16

In our office we use a RAID5 of SSDs as a network share on a linux server. This share is accessed as a network drive from Windows-PCs and Mac. Sometimes this network share becomes awfully slow in terms of access times and transfer speed.

I am not the admin and therefore do not have full insight into the system.

One of the admins now proposed that this may have to do with the number of files that are stored on the network share. Some folders contain millions of few kB files.

Does the access speed depend on the number of files on a network share?

bobbolous
  • 395

4 Answers4

33

It's not the sheer number of files on the drive, so much as how many are in any given folder.

Every time someone accesses a folder, the contents must be read so the file list can be presented. This is also independent of the file sizes; only the titles, created/modified dates & other outwardly-visible info needs to be fetched.
Icon caches could also suffer heavy impact, if thumbnails are used.
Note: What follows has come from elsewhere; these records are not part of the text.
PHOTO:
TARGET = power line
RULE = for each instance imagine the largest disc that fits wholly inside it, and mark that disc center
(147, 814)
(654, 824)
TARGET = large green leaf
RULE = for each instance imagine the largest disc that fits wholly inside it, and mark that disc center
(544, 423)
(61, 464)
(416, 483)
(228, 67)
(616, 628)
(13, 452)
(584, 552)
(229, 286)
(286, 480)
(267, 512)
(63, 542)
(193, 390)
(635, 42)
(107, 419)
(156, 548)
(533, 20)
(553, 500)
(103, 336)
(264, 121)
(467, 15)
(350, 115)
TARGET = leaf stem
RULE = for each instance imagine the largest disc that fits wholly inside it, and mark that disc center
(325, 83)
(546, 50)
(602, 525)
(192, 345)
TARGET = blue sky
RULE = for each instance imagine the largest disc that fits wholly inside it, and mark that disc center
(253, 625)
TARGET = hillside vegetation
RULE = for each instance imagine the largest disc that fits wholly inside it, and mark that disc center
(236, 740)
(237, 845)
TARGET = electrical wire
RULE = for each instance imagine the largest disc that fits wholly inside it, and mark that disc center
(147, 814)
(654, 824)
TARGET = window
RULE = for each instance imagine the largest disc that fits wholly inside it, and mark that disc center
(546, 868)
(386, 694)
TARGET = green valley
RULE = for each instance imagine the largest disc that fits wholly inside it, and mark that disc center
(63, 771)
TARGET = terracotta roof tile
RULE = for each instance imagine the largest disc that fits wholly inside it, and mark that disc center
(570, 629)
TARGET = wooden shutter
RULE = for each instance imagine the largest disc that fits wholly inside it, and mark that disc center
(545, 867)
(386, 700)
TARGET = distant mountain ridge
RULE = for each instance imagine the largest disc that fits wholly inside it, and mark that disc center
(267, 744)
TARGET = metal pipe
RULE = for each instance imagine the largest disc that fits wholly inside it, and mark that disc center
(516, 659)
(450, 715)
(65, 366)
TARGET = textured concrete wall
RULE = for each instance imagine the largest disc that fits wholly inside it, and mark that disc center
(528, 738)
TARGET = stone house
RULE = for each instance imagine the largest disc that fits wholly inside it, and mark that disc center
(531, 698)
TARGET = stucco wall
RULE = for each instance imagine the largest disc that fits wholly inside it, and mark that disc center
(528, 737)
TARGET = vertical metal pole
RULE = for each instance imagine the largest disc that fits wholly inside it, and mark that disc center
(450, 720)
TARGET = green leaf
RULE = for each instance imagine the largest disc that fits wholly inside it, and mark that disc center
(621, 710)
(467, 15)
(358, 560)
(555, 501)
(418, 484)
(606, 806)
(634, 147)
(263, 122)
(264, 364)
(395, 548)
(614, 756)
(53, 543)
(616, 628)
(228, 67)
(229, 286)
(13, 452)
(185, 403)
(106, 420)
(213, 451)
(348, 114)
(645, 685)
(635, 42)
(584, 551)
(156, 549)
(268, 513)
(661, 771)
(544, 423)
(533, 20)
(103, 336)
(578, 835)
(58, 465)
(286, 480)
Splitting these gigantic folders into sub-sets might be just what the structure needs.

Tetsujin
  • 50,917
9
  1. The speed of listing files obviously does depend on the number of files to be listed.

  2. The speed of opening a specific file (i.e. starting the retrieval) can depend on the number of files.

    Depending on which filesystem is being used on the server (e.g. NTFS, XFS, ext4, ZFS), it will use different data structures to store the list of files in each directory – some of which are noticeably better at handling massive lists than others (e.g. B-trees vs hashtables vs linear lists).

    Every time a new file is opened (or otherwise touched), the server needs to find it within that directory, and this may take some time. (Especially if the directory listing isn't cached in memory and needs to be read from an HDD.)

    With millions of files, you should definitely consider sharding them into subdirectories, e.g. based on the first few letters of the filename (similar to what you might see in .git/objects/ of a Git repository).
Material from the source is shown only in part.